Fethiyede Gezilecek Yerler
- Gerçekliğini Sorgulayacağınız Büyüleyici Güzellik: Kelebekler Vadisi
Fethiye’de görülmesi gereken yerleri sıralamak oldukça zor olsa da Kelebekler Vadisi’ni hiç düşünmeden en başa alabiliriz. Vadinin eteklerinde hayat bulduğu Babadağ, Dünya Mirasını Koruma Vakfı tarafından korum altına alınmış 100 dağdan biri. Peki kelebeklerin sırrı nedir derseniz, vadi ismini bölgede yaşayan 80’nin üzerindeki kelebekten alıyor. Özellikle de herkesi hayran bırak Kaplan Kelebeği’nden.
Kelebekler Vadisi ulaşımı karadan ziyade ağırlıklı olarak deniz yolu ile yapılıyor. Bunun için Ölüdeniz’den kalkan tekneler kullanılıyor. “Tek yol buradan mı, karadan bir geçiş yok mu?” diyenler elbette ki olacaktır. Kara yoluyla da Kelebekler Vadisi ulaşımı elbette mümkün. Fakat burada oldukça zorlu ve macera dolu bir yolculuk sizleri bekliyor. Bu güzergahı tercih edecekseniz öncelikle Ölüdeniz’i geçip Kelebekler Vadisi’nin tepesine ulaşmanız gerekir. Aracınız yoksa, Fethiye’den kalkan Faralya minibüslerine binerek buraya ulaşabilirsiniz.
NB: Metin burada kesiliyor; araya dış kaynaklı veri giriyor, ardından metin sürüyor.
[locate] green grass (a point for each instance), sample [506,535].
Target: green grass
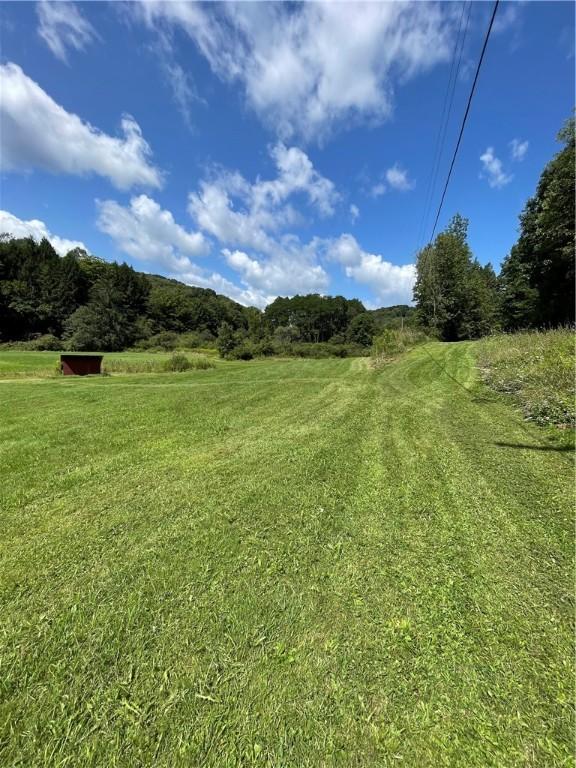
[24,364]
[537,369]
[283,563]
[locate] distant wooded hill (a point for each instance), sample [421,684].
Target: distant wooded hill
[83,302]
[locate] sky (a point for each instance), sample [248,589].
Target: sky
[268,149]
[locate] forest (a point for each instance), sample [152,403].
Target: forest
[82,302]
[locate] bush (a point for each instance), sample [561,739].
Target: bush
[243,351]
[264,348]
[166,340]
[536,368]
[177,362]
[391,343]
[48,342]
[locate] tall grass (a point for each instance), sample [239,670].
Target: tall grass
[537,369]
[393,342]
[176,362]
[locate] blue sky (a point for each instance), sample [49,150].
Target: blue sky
[273,149]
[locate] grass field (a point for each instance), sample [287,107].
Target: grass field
[20,364]
[537,369]
[284,563]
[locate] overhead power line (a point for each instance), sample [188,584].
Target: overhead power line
[470,97]
[444,120]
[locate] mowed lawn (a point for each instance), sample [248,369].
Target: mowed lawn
[284,563]
[19,364]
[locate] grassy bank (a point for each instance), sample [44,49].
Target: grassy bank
[283,563]
[24,364]
[536,368]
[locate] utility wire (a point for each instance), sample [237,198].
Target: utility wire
[465,115]
[444,120]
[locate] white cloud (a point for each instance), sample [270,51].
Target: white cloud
[250,220]
[391,283]
[294,269]
[38,133]
[378,189]
[205,279]
[148,233]
[493,171]
[36,229]
[508,16]
[398,179]
[306,68]
[518,149]
[62,26]
[264,206]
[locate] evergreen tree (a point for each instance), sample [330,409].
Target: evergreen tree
[537,278]
[455,297]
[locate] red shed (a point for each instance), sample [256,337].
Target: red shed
[80,365]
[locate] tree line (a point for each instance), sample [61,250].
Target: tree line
[81,302]
[457,298]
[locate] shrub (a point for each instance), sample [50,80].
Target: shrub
[391,343]
[177,362]
[536,368]
[48,342]
[264,348]
[243,351]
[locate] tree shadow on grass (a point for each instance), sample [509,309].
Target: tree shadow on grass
[532,447]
Sonrası ekipmanınıza ve yeteneğinize kalmış diyebiliriz. Vadiden aşağı doğru kayalıkların arasından yaklaşık 1 saat sürecek bir yolculuğa hazır olmanız gerekir.
Dağcılığa ve doğa sporlarına ekstra bir merakınız ya da tutkunuz yoksa, bu uç heyecanlar yerine deniz yolunu tercih etmek sizin için daha kolay ve güvenli olabilir.
Bölgede düzenlenen Kelebekler Vadisi tekne turları da vadinin güzelliklerini bir rehber eşliğinde keşfetmeniz ve şahane fotoğraflar çekilmeniz için harika bir seçenek.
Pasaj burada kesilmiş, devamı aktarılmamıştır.